«das letzte wort»

Es gibt Menschen, die verzichten auf einen Gewinn im Lebenslotto. So geschehen am vergangenen Wochenende. Ich habe das Gespräch zweier Frauen im Zug mitverfolgt. «Woher stammt eigentlich dein Name?» Die Dame gegenüber ist sichtlich stolz. «Mein Mann ist Türke.» Gutgelaunt unterhalten sich die beiden über die Schönheiten des Landes. «Habt ihr schon mal ans Auswandern gedacht?» «Nicht konkret. Aber Izmir würde mir als Küstenstadt der Ägäis schon gefallen.» «Istanbul ist kein Thema?» «Nein, auf keinen Fall. Da hat es kaum noch Türken, viel zu viele Ausländer.» «Ach, das ist hier doch nicht anders. Bei uns in der Strasse hat es jedenfalls kaum noch Schweizer.» Die Frauen sehen sich an, nicken und seufzen.

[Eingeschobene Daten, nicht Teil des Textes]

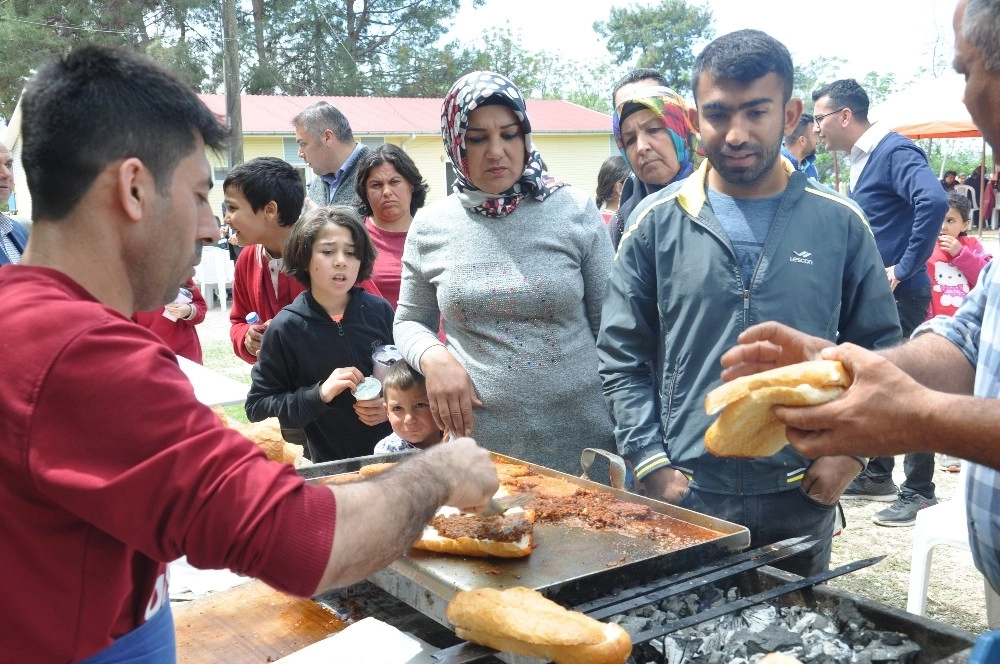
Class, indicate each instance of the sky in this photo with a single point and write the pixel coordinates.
(887, 36)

Was haben diese Frauen erlebt, dass sie sich so abgrenzen? Macht es sie ängstlich, wenn sie ihre Bedürfnisse, beispielsweise in einem Mietshaus, nicht mitteilen können, weil nicht alle der deutschen Sprache mächtig sind? Wirken grosse Gruppen Männer anderer Hautfarbe bedrohlich? Ich ertappe mich dabei, ihre Meinungen zu bewerten, ohne nachgehakt zu haben. Dabei hätte ich einiges zu erzählen. Ich bin in Spreitenbach aufgewachsen mit einer Handvoll Schweizern in meiner Primarschulklasse. Meine Lieblingssüssigkeit hiess schnell cioccolata. Die Grossmutter einer Mitschülerin war Muslimin. Als ich sie über ihre Religion ausfragte, hat sie mich einfach beim Gebet dabei sein lassen. Der türkische Ladeninhaber trug meiner Mutter die Einkäufe nach Hause. Und sie brachte der jungen Frau aus Ex-Jugoslawien die ersten Sätze für den Alltag bei. An diesem Lebenslotto-Gewinn würde ich andere gerne teilhaben lassen – und damit bin ich sicher nicht alleine. Die nächste Chance werde ich nutzen.